Department of Music Lecture: Varun Chandrasekhar
Varun Chandrasekhar, PhD student in Music Theory
(Conference: International Association for the Study of Popular Music-U.S. Chapter)
Title
“CAN I STILL GET INTO HEAVEN IF I KILL MYSELF”:
La Dispute and Emo’s Suburban Whiteness
Abstract
Biography
Varun's research reframes discussions of "freedom" in jazz cultures through a lens of Sartrean existentialism. Building upon Sartre's claim that freedom is the anxious reality of being forced to take action in an objectively meaningless world, Varun argues that jazz represents the freedom of enduring the absurdities of the racialized existence of its musicians. Varun then applies these insights to explicate the life and music of the jazz bassist and composer Charles Mingus, arguing that Mingus's eccentric, exaggerated, and enigmatic actions demonstrate the anxious existence of the jazz musician.
In addition to his work on jazz, Varun also studies pop-punk and emo music, highlighting the ways the genres respond to the depressing state of neoliberal decay. In the Spring of 2026, Varun will host "A Conference...But It's Midwestern Emo," the first conference dedicated to the study of emo music.

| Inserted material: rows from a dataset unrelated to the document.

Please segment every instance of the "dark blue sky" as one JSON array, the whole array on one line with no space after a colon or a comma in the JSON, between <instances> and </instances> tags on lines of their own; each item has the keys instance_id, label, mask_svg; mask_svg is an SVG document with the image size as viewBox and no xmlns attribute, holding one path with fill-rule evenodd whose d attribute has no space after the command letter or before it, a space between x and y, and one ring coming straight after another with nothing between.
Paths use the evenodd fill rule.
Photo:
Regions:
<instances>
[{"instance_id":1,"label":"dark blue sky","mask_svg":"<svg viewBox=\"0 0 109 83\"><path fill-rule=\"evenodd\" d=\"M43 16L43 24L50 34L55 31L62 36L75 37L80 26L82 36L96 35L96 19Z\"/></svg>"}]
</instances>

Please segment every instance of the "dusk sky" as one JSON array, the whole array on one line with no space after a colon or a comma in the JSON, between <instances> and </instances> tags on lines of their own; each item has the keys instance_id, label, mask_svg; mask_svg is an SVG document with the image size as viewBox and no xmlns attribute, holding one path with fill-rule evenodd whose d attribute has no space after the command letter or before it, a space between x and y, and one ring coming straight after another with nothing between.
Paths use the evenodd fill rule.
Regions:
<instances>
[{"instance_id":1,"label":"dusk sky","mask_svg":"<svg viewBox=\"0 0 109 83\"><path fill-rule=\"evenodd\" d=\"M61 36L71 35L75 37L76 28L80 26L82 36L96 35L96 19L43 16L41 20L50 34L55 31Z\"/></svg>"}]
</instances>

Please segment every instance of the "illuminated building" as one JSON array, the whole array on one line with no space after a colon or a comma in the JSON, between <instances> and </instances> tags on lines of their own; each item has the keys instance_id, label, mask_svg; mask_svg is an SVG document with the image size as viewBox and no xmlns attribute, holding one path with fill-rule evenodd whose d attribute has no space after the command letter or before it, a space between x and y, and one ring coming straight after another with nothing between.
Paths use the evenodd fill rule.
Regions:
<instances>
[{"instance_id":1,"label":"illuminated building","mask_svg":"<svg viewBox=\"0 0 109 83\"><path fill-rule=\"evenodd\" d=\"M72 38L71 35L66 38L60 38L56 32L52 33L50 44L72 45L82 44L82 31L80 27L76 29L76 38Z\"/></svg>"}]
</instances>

Varun has had articles published in the journals Jazz and Culture, The Journal of Popular Music Studies, and Musicology Now, and reviews published in The Journal for the Society of American Music, The Journal of Jazz Studies, and The Journal of Musicological Research. Varun has presented his research at a litany of national and international conferences, including all three major music conferences (AMS, SMT, SEM), Cultural Studies Conferences, Jazz Studies Conferences, and Popular Music Studies Conferences. Varun's research has been supported by WashU's Center for the Humanities Graduate Student Fellowship and WashU's American Cultural Studies Department's Lynne Cooper Harvey Fellow. He is also an affiliate of WashU's Center for the Study of Race, Equity, and Ethnicity.